Check. Or rather, wow.
That “Peanuts” display “was brand-new for this year,” says Tomasello, 40, an automotive electrician at Sound Waves Car Stereo in Mastic. “We tried to get the girl who did Lucy’s voice in the 2015 movie[“The Peanuts Movie”], and we got the girl who did the Hallmark doll, Brooklyn Funk, who was happy to do it.” And in the spirit of the season, “I offered to pay her and she wouldn’t take any money from me.”
That might be because one reason for the display — which perennially attracts families who can give their kids a half-hour to 45-minute interactive experience — is to raise funds for and awareness of the Autism Society of America. A close friend’s daughter, Tomasello recalls somberly, had died before her third birthday. “Her brother is autistic and had a hard time understanding what happened to his sister,” he says. “That’s why we chose that particular charity.”

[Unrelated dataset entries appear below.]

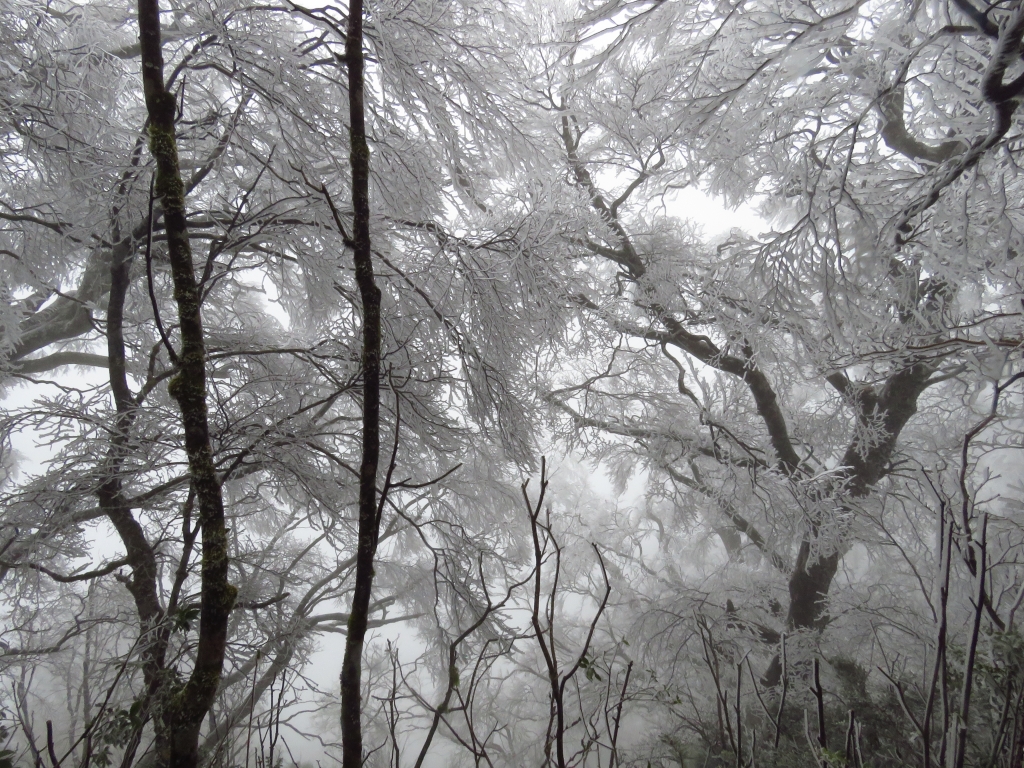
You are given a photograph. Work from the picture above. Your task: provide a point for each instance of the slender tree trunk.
(351, 672)
(184, 711)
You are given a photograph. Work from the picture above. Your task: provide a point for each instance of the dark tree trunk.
(183, 712)
(351, 672)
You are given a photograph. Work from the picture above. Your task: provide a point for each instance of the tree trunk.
(351, 672)
(184, 711)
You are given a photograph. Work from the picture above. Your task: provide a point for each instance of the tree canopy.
(381, 329)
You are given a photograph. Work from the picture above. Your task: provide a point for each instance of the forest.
(371, 393)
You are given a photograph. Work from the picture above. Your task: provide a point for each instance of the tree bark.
(183, 712)
(351, 693)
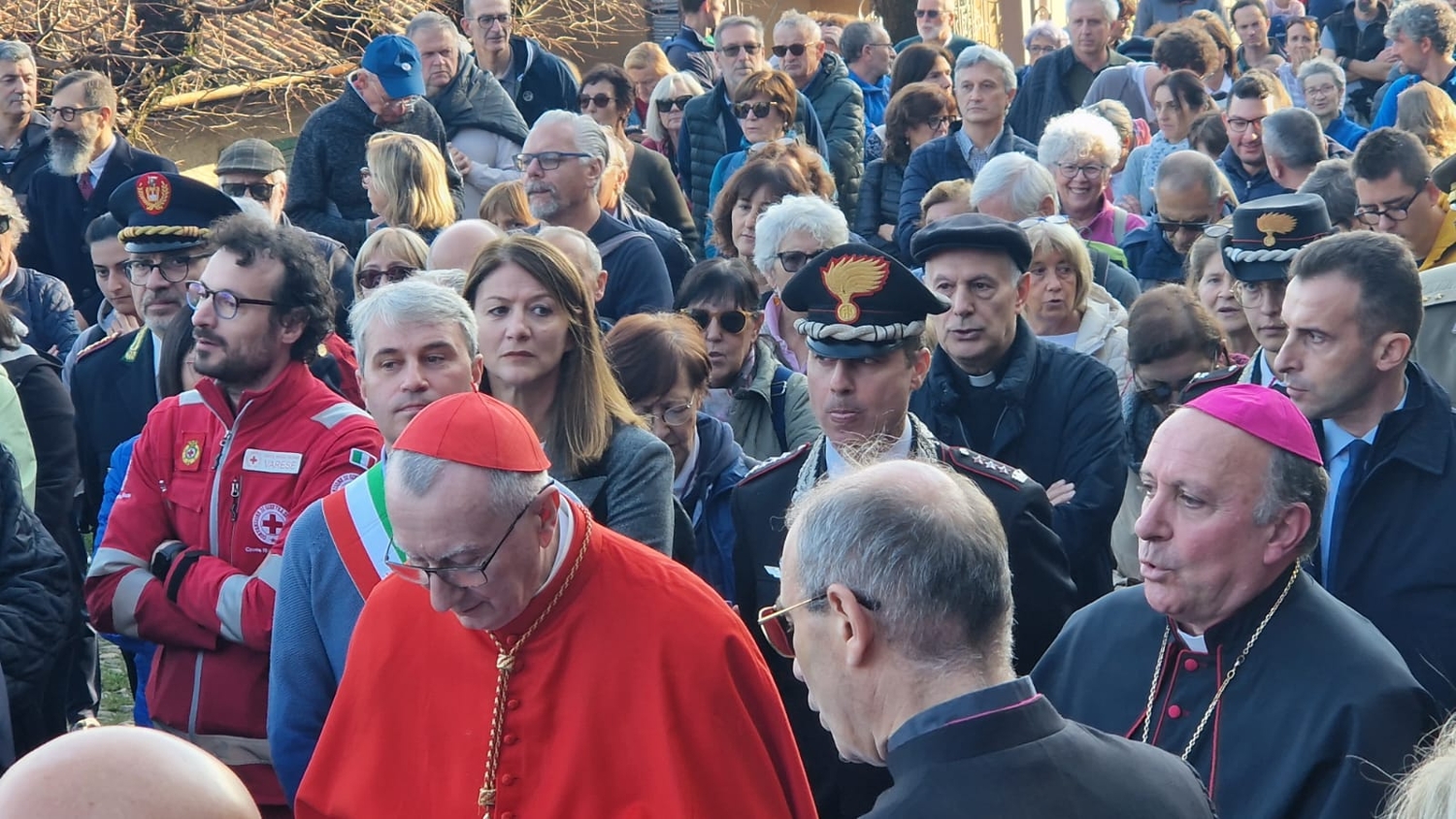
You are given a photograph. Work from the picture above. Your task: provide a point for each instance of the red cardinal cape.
(638, 696)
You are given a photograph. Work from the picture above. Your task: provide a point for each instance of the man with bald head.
(1191, 194)
(457, 245)
(122, 772)
(1228, 653)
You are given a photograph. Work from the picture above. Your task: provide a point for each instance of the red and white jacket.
(227, 484)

As well, the young girl’s love of “Frozen” inspired the display’s “Let It Go” show, one of three productions this year. “We have a mechanical Elsa on a stage who sings [the hit song from the 2013 animated film]. It’s lit up as a static display, and when a person goes to press the button, [a sensor makes] the display go black. Then, when they hit the button, the stage show starts. Like in the movie, she starts spinning out the powers from her hand and it starts frosting everything — the house and property, everything turns to sparkling white lights that look like ice.”
Tomasello, who was born and raised in Ronkonkoma and attended Connetquot High School in Bohemia, got his start in holiday displays as a youngster, creating them at his parents’ home on Shelter Road. “Every time my grandparents would give me money for Christmas, instead of buying G.I. Joes I went to stores and got half-off Christmas decorations,” he says. “After I grew up, I started buying every Christmas decoration I could.” And those that didn’t exist, he had custom-made by Los Angeles artist and prop maker Natalie Knudsen and Lou Nasti’s Mechanical Displays in Brooklyn.
As an adult, Tomasello lived in apartments and put his displays on hold until he and New Jersey native Jordan, 30, a Delta flight attendant and Dowling College graduate he married in October, bought their current home, specifically because “we thought it looked like a gingerbread house,” says Tomasello. “So, basically, we bought a house for our Christmas decorations.”
Inevitably, “We had a lot of people saying, ‘You should go on the show.’ We’d never even thought of it. So we tried out in 2015 for season four and we didn’t make it on. They said they loved the house but to try again next year. So we added a lot more stuff and got the green light for season five.”